Having previously demonstrated a controlled “Test Capture”, the mission had moved on to an “Autonomous Capture” demonstration. Among the “anomalies” experienced, one issue couldn’t be resolved: four of the servicer’s eight thrusters stopped working, which affected the ability to perform the planned capture.
Making a statement on the progress of its workarounds, the company writes:
“With safety always paramount, our team has used a complex mix of burns with the remaining thrusters, aerodynamic drag, and the natural perturbations of Earth’s gravity to bring the servicer safely back to a distance where we can continue with operations.”
“With this in mind, we are planning for a controlled close approach in the near future. We plan to maneuver the servicer to a distance of 160m from the client and validate the ability of the servicer’s low power radio sensor to detect and track the client, effectively enabling a transition from absolute to relative navigation.”

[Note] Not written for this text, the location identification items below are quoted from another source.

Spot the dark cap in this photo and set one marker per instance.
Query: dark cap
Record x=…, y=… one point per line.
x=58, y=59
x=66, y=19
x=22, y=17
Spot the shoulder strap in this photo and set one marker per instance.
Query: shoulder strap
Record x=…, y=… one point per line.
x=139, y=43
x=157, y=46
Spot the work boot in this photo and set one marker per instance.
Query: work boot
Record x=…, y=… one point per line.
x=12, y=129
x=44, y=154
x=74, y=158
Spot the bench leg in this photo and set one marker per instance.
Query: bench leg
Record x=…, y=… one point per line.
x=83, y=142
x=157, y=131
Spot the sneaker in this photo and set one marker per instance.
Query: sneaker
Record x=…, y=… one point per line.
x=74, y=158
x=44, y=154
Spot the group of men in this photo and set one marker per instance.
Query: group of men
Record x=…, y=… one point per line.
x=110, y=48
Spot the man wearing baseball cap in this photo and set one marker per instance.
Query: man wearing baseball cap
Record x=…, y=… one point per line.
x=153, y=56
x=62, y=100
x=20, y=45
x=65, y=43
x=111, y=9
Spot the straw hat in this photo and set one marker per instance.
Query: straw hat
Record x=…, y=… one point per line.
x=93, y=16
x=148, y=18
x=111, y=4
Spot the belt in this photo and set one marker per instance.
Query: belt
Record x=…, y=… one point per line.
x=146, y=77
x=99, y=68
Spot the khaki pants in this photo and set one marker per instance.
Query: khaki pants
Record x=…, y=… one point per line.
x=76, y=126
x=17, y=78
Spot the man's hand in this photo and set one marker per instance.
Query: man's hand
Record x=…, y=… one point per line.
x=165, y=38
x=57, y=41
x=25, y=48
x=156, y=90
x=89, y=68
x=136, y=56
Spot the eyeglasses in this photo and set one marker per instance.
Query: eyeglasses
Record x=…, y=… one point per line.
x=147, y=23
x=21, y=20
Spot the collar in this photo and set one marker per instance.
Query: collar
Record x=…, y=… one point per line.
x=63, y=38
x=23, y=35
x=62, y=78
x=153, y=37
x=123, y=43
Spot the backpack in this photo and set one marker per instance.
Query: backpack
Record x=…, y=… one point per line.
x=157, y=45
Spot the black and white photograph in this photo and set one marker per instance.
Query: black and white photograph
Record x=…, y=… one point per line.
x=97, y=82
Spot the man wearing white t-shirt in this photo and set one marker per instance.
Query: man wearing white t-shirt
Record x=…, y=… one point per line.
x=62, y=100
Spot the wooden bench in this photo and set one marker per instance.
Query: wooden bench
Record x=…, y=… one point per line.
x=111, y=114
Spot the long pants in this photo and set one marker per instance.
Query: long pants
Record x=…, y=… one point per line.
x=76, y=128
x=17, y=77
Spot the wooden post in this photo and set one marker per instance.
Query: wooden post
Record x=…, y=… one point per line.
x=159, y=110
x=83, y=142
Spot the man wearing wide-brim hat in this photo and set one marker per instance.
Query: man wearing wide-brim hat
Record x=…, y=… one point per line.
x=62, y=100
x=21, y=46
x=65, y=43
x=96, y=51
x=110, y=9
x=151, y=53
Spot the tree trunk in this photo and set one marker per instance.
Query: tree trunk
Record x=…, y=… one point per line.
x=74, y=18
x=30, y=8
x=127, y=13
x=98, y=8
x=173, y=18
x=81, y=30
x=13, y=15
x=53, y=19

“We then plan to maneuver the servicer away from the client to a safe distance while we analyze the potential for a safe and viable recapture plan.”
Some of the phases of the full mission are pictured below.
Astroscale is a Tokyo-based startup, but its In-orbit Servicing Control Centre is at the Satellite Applications Catapult in Harwell, in the UK.
What does ELSA-d stand for? End-of-Life Services by Astroscale-demonstration.
ELSA-d Phase 3A
We covered Astroscale’s ELSA-d mission back in August 2021, when the company announced the completion of Phase 3A.
It successfully tested its ability to capture its client spacecraft using the servicer’s magnetic system, validating ELSA-d’s ability to dock with a client, such as a defunct satellite.
The next phase of testing was to address “Capture without Tumbling”, where the client was separated to a greater distance, and the method of rendezvous and docking would rely on a combination of on-board autonomous software and ground processing of telemetry and commands.